Get ahead of holiday debt with a financial detox

With just over a month to go before year-end holidays, many South Africans are feeling the pressure to plan their festive finances. After all, the holidays can bring joy, but they can also bring debt.

According to Wonga’s Annual Summer Spending Survey, holiday spending in South Africa was set to reach a staggering R224 billion last year. Food and beverages alone made up over a third of this budget, with 33% going toward these expenses.

Director and head of legal at MiLaw Legal, Rynhardt de Lange, warns that, as December approaches, most people aren’t financially prepared to tackle holiday spending.

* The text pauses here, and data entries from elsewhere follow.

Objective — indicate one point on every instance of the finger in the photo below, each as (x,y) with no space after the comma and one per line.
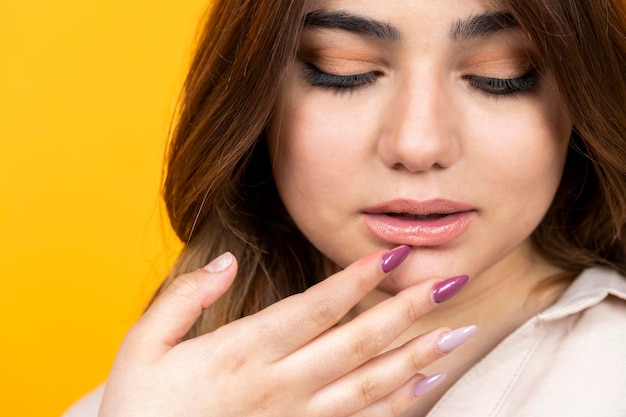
(354,343)
(401,399)
(379,377)
(305,316)
(171,316)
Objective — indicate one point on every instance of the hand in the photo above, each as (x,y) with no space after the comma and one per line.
(287,360)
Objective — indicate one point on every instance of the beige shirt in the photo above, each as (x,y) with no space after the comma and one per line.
(569,361)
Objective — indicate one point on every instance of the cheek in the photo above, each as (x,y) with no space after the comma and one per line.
(527,155)
(316,146)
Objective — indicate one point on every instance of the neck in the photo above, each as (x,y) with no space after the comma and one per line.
(498,301)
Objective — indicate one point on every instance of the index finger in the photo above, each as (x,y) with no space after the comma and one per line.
(306,315)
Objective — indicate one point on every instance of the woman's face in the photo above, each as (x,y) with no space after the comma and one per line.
(422,123)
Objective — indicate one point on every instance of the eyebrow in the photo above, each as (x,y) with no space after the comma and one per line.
(352,23)
(481,25)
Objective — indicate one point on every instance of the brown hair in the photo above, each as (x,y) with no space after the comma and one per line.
(219,190)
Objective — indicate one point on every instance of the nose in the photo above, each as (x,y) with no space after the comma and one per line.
(419,132)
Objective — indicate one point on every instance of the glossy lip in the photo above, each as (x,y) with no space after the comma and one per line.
(426,232)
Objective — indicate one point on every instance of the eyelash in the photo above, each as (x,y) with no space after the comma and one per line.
(491,86)
(504,86)
(340,83)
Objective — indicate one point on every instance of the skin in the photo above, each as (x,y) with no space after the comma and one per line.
(420,131)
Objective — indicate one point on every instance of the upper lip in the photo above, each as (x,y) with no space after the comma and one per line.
(419,208)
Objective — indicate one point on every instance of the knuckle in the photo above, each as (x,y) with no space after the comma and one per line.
(366,345)
(322,314)
(413,311)
(369,389)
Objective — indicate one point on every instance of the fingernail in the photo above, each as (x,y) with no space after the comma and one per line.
(452,340)
(427,384)
(220,263)
(446,289)
(394,257)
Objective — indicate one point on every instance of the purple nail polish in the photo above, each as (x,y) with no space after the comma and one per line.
(452,340)
(394,257)
(427,384)
(446,289)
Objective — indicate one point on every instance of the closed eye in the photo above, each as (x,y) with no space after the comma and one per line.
(341,83)
(504,86)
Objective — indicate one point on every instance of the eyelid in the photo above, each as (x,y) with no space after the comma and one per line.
(318,78)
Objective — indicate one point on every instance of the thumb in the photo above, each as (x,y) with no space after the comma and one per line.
(173,313)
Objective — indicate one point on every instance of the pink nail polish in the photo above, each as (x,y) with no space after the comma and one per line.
(394,257)
(446,289)
(427,384)
(452,340)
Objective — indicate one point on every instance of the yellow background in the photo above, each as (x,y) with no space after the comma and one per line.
(87,89)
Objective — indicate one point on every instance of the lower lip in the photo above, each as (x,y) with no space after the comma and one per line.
(419,232)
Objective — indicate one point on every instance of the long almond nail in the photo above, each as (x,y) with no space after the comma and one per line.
(446,289)
(452,340)
(394,257)
(427,384)
(220,263)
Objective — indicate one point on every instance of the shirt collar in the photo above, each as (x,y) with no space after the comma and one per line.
(588,289)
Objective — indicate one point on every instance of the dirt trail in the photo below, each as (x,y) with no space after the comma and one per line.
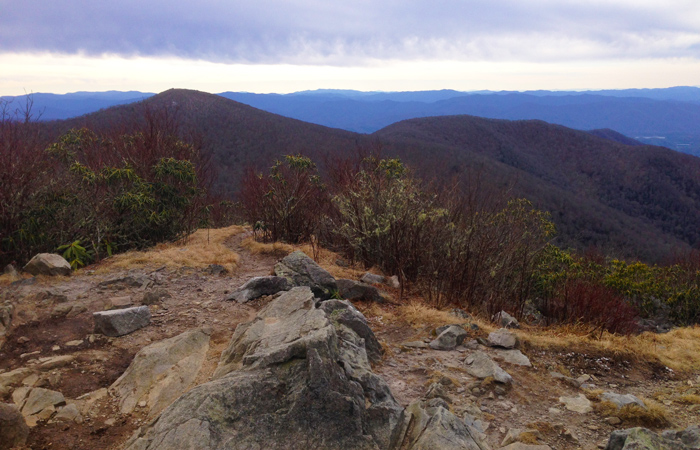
(195,299)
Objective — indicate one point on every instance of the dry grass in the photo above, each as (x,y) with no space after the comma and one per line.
(420,316)
(202,248)
(278,249)
(678,349)
(690,399)
(654,415)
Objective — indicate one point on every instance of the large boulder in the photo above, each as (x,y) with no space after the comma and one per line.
(300,270)
(290,379)
(162,371)
(257,287)
(119,322)
(644,439)
(13,430)
(48,264)
(430,425)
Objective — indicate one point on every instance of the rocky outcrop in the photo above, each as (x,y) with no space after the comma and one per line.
(119,322)
(449,338)
(293,378)
(644,439)
(300,270)
(480,365)
(49,264)
(13,430)
(502,338)
(257,287)
(429,425)
(357,290)
(161,372)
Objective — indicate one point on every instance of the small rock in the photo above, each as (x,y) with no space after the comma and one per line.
(372,278)
(119,302)
(502,338)
(506,320)
(612,420)
(449,338)
(49,264)
(479,365)
(578,404)
(257,287)
(119,322)
(13,428)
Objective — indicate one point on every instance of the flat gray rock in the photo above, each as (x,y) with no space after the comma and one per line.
(621,400)
(13,429)
(295,377)
(356,290)
(480,365)
(119,322)
(502,338)
(300,270)
(49,264)
(257,287)
(449,338)
(513,357)
(161,372)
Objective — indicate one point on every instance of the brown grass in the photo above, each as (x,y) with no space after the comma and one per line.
(690,399)
(654,414)
(420,316)
(678,349)
(202,248)
(278,249)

“Only 37% of South Africans had savings set aside for the festive season last year, as per the Wonga Summer Spending Survey, and this was down from 40% in 2022. Instead, many relied on anticipated year-end bonuses (44%) or turning to credit cards and loans, which saw an increase from 27% to 32% last year,” he shares.

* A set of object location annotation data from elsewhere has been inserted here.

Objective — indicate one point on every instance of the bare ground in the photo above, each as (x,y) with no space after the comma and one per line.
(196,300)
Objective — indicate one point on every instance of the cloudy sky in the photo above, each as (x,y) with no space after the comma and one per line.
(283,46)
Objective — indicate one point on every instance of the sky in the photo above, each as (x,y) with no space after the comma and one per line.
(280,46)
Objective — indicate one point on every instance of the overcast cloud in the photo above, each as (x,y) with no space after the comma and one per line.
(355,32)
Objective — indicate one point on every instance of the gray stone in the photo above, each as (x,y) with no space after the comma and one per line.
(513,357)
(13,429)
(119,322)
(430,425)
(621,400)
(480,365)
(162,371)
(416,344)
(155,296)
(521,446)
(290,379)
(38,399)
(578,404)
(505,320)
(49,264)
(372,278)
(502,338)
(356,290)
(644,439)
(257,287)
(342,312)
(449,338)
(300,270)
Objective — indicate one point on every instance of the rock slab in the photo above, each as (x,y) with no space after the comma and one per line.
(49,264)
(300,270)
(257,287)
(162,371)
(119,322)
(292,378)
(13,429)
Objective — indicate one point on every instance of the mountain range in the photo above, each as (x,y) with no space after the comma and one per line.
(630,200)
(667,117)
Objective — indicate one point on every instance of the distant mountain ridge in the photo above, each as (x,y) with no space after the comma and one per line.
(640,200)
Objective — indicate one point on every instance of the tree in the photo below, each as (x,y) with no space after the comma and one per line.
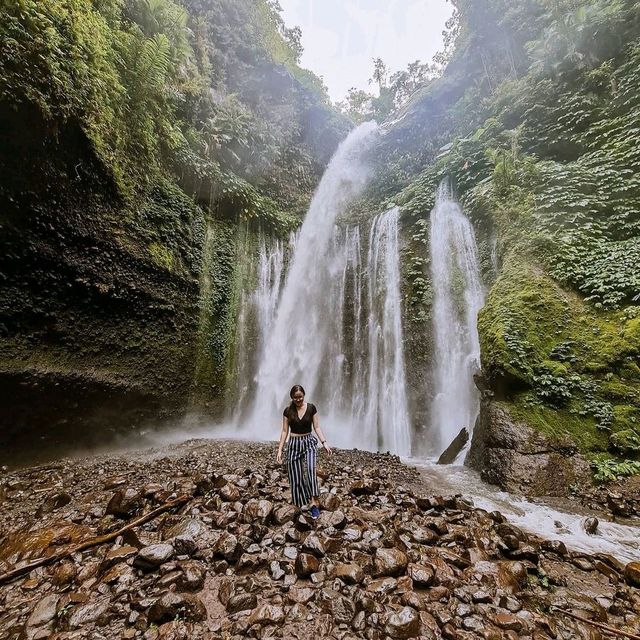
(380,72)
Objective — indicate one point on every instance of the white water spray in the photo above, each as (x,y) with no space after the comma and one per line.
(458,297)
(337,329)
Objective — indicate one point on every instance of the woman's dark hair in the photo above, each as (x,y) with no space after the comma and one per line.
(292,409)
(295,389)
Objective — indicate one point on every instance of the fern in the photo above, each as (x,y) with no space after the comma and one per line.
(610,470)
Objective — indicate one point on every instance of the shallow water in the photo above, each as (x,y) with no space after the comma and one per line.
(540,518)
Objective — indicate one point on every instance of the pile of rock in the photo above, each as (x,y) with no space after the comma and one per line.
(384,560)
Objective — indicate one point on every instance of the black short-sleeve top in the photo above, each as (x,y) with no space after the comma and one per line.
(300,426)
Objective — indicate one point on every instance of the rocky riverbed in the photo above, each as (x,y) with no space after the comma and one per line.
(386,559)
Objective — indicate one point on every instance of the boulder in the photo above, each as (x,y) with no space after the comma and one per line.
(632,574)
(177,605)
(124,503)
(153,556)
(390,562)
(267,614)
(306,564)
(449,455)
(403,624)
(520,459)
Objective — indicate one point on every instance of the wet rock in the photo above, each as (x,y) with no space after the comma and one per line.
(306,564)
(95,611)
(449,455)
(177,605)
(64,573)
(568,599)
(364,487)
(520,459)
(44,612)
(53,503)
(329,501)
(258,511)
(590,525)
(124,503)
(230,493)
(554,546)
(382,586)
(184,545)
(508,621)
(301,595)
(303,522)
(192,576)
(390,562)
(153,556)
(227,547)
(632,574)
(403,624)
(242,602)
(618,505)
(349,573)
(117,555)
(583,564)
(191,527)
(314,545)
(422,535)
(421,575)
(267,614)
(284,514)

“Moreover, the NIQ Holiday Outlook Report highlighted that 42% of South African consumers felt financially worse off than they did a year ago. This reliance on credit can lead to starting January with a hefty dose of ‘holiday debt hangover’.”

To avoid a repeat of past years, consider a ‘financial detox’ approach: a last-minute, targeted strategy to keep spending in check while still enjoying the festivities.

Take on a financial detox challenge

Similar to a health cleanse, a financial detox focuses on small, achievable steps that can quickly impact spending habits.

Here are a few simple yet effective approaches:

  • No-spend November: Set a goal to cut out any non-essential spending. Limit eating out, put off impulse buys, and get creative with meals and entertainment at home. This can free up cash you’ll need in December.
  • Subscription purge: Review your monthly subscriptions and cancel the ones you don’t use or which can wait until January. Streaming services, gym memberships or other recurring expenses add up over the month, and these small adjustments can lead to big savings.
  • Cash-only weeks: Limit yourself to a weekly cash allowance for essentials like groceries. This simple switch keeps spending tangible and helps avoid overdoing it with a credit card.

De Lange cautions that while it’s tempting to cut out all extras, drastic measures often backfire. Instead, manageable habits can ease financial strain without feeling restrictive.

“Weekly budget check-ins are a great way to start: Monitor spending weekly and set mini-goals like capping takeaways or establishing a small daily savings target. These minor adjustments can build into meaningful savings over a month.

“If you do go over budget, a post-holiday spending detox in January can help get finances back on track. Begin with a no-spend week by using what you already have at home, whether it’s food from your pantry or low-cost entertainment options. In the second week, focus on paying down credit balances, even if it’s just the minimum payment.

“By week three, prioritise critical expenses like rent or utilities to ensure you have the essentials covered.

Finally, in week four, reassess your budget and create a ‘needs versus wants’ list to keep spending in check until February. These small steps can help rebalance your finances and ease any holiday debt strain,” concludes De Lange.